Evaluation of the new work pipelining and work stealing functionality for Ray

This repository contains a set of scripts to evaluate the performance of Ray under the new task pipelining and work stealing functionalities. Additional scripts in the utils folder can be used to launch a Ray AWS cluster and synch the contents with a folder on a local machine. The repo also contains the data and plots from the most recent experiments (will be updated every time we introduce a major change to the code).

The task pipelining functionalities have already been merged to the ray-project/ray master branch (see PR here).

Work stealing, on the other hand is in the final stages of development in this branch, although two PRs related to work stealing (see here, and here) have already been merged to the ray-project/ray master branch.

Scripts

This repository contains the following scripts:

run_pipelining_eval.sh: with this script you can evaluate the task pipelining functionality of Ray. The script takes one argument: a binary integer that specifies the mode. ./run_pipelining_eval.sh 0 will use "instantaneous" tasks to evaluate the best case scenario for task pipelining, whereas ./run_pipelining_eval.sh 1 will use "long" tasks (each one takes 1000ms) to evaluate the worst case scenario.
Relevant parameters for the experiment can be found in the file; their values can be customized for one's needs. The experiment will run multiple jobs, where each job is completed by running either the instantaneous_tasks.py script (for mode=0) or the variable_length_tasks.py script (for mode=1) with the proper arguments. All the data for the experiment will be saved in text files in a subfolder (named with the timestamp when the experiment started) of the output folder.

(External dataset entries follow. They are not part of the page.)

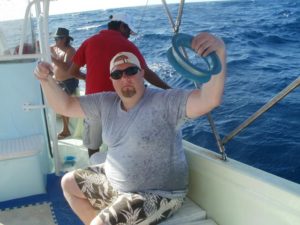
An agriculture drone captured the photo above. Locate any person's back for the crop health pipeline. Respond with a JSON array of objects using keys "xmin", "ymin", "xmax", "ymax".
[{"xmin": 73, "ymin": 29, "xmax": 146, "ymax": 94}]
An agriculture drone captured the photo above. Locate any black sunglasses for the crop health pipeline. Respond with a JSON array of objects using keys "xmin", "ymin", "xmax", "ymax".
[
  {"xmin": 110, "ymin": 66, "xmax": 140, "ymax": 80},
  {"xmin": 54, "ymin": 37, "xmax": 64, "ymax": 41}
]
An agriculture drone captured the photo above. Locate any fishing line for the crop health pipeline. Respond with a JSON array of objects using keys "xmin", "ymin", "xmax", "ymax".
[{"xmin": 167, "ymin": 33, "xmax": 221, "ymax": 83}]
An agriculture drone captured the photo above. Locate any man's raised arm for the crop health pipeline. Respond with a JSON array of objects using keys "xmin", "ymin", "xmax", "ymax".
[
  {"xmin": 186, "ymin": 32, "xmax": 226, "ymax": 119},
  {"xmin": 34, "ymin": 62, "xmax": 85, "ymax": 118}
]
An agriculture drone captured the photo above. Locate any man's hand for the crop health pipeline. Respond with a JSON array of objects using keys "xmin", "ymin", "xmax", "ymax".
[
  {"xmin": 191, "ymin": 32, "xmax": 225, "ymax": 57},
  {"xmin": 34, "ymin": 62, "xmax": 53, "ymax": 81}
]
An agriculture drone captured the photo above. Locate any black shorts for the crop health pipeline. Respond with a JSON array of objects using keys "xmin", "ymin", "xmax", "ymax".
[{"xmin": 57, "ymin": 78, "xmax": 79, "ymax": 95}]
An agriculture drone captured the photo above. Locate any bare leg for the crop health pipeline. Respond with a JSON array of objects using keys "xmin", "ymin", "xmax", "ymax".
[
  {"xmin": 61, "ymin": 171, "xmax": 98, "ymax": 224},
  {"xmin": 58, "ymin": 115, "xmax": 71, "ymax": 139}
]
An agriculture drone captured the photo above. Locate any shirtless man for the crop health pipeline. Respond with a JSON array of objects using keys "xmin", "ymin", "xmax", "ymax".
[{"xmin": 51, "ymin": 27, "xmax": 78, "ymax": 139}]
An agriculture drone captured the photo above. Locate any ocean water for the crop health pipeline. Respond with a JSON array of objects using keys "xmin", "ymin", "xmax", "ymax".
[{"xmin": 3, "ymin": 1, "xmax": 299, "ymax": 184}]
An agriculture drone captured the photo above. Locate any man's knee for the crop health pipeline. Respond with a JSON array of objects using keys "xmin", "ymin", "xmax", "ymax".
[
  {"xmin": 61, "ymin": 171, "xmax": 76, "ymax": 193},
  {"xmin": 61, "ymin": 171, "xmax": 87, "ymax": 199}
]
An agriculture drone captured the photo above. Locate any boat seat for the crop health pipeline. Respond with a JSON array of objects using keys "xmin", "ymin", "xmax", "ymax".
[
  {"xmin": 0, "ymin": 134, "xmax": 43, "ymax": 160},
  {"xmin": 160, "ymin": 198, "xmax": 218, "ymax": 225},
  {"xmin": 0, "ymin": 134, "xmax": 46, "ymax": 202}
]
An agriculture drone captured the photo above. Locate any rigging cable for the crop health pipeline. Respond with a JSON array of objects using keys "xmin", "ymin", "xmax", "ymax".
[
  {"xmin": 135, "ymin": 0, "xmax": 149, "ymax": 34},
  {"xmin": 162, "ymin": 0, "xmax": 227, "ymax": 160}
]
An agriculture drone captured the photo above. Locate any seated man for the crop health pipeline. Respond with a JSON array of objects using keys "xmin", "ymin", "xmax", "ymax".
[{"xmin": 34, "ymin": 32, "xmax": 226, "ymax": 225}]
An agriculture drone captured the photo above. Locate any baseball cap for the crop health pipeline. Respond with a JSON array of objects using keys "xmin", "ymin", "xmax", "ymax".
[
  {"xmin": 110, "ymin": 52, "xmax": 141, "ymax": 73},
  {"xmin": 110, "ymin": 13, "xmax": 137, "ymax": 35}
]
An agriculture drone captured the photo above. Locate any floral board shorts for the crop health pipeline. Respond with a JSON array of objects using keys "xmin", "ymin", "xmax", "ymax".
[{"xmin": 73, "ymin": 164, "xmax": 185, "ymax": 225}]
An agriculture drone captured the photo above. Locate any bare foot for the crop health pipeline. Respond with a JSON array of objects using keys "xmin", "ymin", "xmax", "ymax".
[{"xmin": 58, "ymin": 131, "xmax": 71, "ymax": 140}]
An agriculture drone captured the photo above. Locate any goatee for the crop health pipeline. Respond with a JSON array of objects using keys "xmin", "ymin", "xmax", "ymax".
[{"xmin": 121, "ymin": 87, "xmax": 136, "ymax": 98}]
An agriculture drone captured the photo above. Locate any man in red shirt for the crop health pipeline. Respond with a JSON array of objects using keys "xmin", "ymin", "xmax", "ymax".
[{"xmin": 69, "ymin": 13, "xmax": 170, "ymax": 159}]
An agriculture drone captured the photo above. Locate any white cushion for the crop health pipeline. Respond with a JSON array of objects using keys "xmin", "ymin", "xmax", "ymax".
[
  {"xmin": 160, "ymin": 198, "xmax": 217, "ymax": 225},
  {"xmin": 0, "ymin": 134, "xmax": 43, "ymax": 160}
]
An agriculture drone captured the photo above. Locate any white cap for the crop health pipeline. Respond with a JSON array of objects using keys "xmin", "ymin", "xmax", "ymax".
[
  {"xmin": 110, "ymin": 52, "xmax": 141, "ymax": 73},
  {"xmin": 111, "ymin": 13, "xmax": 136, "ymax": 34}
]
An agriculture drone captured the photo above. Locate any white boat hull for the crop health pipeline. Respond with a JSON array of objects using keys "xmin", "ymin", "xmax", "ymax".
[{"xmin": 184, "ymin": 140, "xmax": 300, "ymax": 225}]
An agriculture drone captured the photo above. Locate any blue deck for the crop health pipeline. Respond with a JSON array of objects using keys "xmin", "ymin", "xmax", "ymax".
[{"xmin": 0, "ymin": 174, "xmax": 82, "ymax": 225}]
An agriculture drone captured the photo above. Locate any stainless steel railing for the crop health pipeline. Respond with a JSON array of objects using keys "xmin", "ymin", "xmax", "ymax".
[{"xmin": 222, "ymin": 76, "xmax": 300, "ymax": 145}]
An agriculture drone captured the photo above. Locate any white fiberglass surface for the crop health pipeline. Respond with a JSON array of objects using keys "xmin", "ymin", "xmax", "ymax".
[{"xmin": 0, "ymin": 0, "xmax": 39, "ymax": 57}]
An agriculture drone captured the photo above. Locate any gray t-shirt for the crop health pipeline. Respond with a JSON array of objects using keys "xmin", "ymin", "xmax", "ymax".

At the end of the data collection, the script will run plot_pipelining.py to plot the results.
run_work_stealing_eval.sh: with this script you can evaluate the work stealing functionality of Ray. The script does not take arguments. Relevant parameters for the experiment can be found in the file; their values can be customized for one's needs. The experiment will run multiple jobs, where each job is completed by running the variable_length_tasks.py script with the proper arguments. Just like for the run_pipelining_eval.shscript, all the data for the experiment will be saved in text files in a subfolder (named with the timestamp when the experiment started) of the output folder. At the end of the data collection, the script will run plot_work_stealing.py to plot the results.

Results

The output folder contains the most recent experiment results. Each subfolder (whose name is the date/time when the experiment was run) contains an automatically generated experiment.info file with the information about the experiment, the text files with the raw data, and a plots folder with the corresponding plots.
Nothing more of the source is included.